Também vejo esses problemas no uso de Picard nos últimos três episódios, um personagem que a condução da história parecia querer explorar de maneira profunda em suas referências shakespearianas, encenações introspectivas e flashbacks da infância, mas que agora é mantido como um narrador da sua própria história, indo de cômodo a cômodo para conversar com faces familiares sobre o que está acontecendo, sem realmente fazer parte do que está acontecendo. Até acho interessante o envolvimento de uma ascendente de Picard como personificação do macguffin que muda a linha temporal, mantendo a narrativa mais pessoal para o protagonista com o constante uso da sua linhagem e amigos como parte essencial do enredo, mas a execução da obra está sempre explicando e não criando situações para descobrirmos elementos de maneira orgânica e dinamizadas no decorrer da missão. É o velho cacoete de obras que contam e não mostram.
A única trama de constante qualidade é o flerte tóxico entre Jurati e a Rainha Borg, terminando com a antagonista se tornando co-piloto mental da personagem. Acho a exploração da solidão da doutora um tantinho expositiva também, mas há comoção no arco de Jurati, contando com ótima atuação de Alison Pill e uma certa camada faustiana que adoro em derrocadas ao inferno. Outro ponto positivo do episódio está na participação ativa de Q, nos dando mais elementos para discutir suas motivações e estranho comportamento. A maneira que o texto encontrou para fazer isso, trazendo uma versão ancestral de Noonian e Altan Inigo Soong com o geneticista chamado Adam (Brent Spiner), cuja filha, Kore (Isa Briones), é a cara de Dahj e Soji Asha, parece uma escolha forçada para trazer os atores do ano anterior, além de estofar mais subtramas numa narrativa já sem direcionamento, mas o resultado é até interessante, tanto com a exploração de Q quanto com a participação do novo Soong.

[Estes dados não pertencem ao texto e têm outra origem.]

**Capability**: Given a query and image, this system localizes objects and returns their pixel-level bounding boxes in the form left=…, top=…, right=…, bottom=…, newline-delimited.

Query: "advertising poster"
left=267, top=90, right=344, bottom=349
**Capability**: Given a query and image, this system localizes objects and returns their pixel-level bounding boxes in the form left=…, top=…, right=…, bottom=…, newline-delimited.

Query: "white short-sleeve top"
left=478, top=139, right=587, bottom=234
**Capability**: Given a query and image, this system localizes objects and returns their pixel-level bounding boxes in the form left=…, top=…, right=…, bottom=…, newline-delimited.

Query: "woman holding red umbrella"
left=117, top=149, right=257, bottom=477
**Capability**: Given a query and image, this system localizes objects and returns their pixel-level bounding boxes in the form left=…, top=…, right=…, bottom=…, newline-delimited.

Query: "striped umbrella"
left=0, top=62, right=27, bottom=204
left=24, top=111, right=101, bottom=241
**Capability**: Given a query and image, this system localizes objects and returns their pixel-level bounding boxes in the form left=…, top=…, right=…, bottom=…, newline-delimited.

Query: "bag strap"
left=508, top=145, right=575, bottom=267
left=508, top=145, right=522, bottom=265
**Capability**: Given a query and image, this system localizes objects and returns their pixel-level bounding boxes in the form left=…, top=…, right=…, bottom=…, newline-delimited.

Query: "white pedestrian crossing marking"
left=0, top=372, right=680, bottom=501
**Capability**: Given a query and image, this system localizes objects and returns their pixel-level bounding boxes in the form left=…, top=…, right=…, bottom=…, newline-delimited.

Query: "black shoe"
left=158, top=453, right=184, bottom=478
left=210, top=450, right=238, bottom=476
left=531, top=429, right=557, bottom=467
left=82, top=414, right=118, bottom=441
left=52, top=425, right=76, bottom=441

Fly Me to the Moon é um episódio minimamente razoável, mas sem dúvidas é uma melhoria do descarrilho que foi a experiência de Watcher. Menos críticas sociais mal elaboradas, menos diálogos vergonhosos e menos situações de aventura sem criatividade ajudam a recuperar um pouco de respeito entre o espectador e a série. Mas tudo ainda soa como uma decepção considerando o primeiro episódio da segunda temporada. Jurati e sua diabinha de pescoço, e também Q, dão um pouco de esperança para a segunda leva de episódios, mas a maioria dos erros se mantêm. Tudo parece encaixado, porém, então veremos como os roteiristas usam suas cartas nos capítulo finais.
Star Trek: Picard – 2X05: Fly Me to the Moon (EUA, 31 de março de 2022)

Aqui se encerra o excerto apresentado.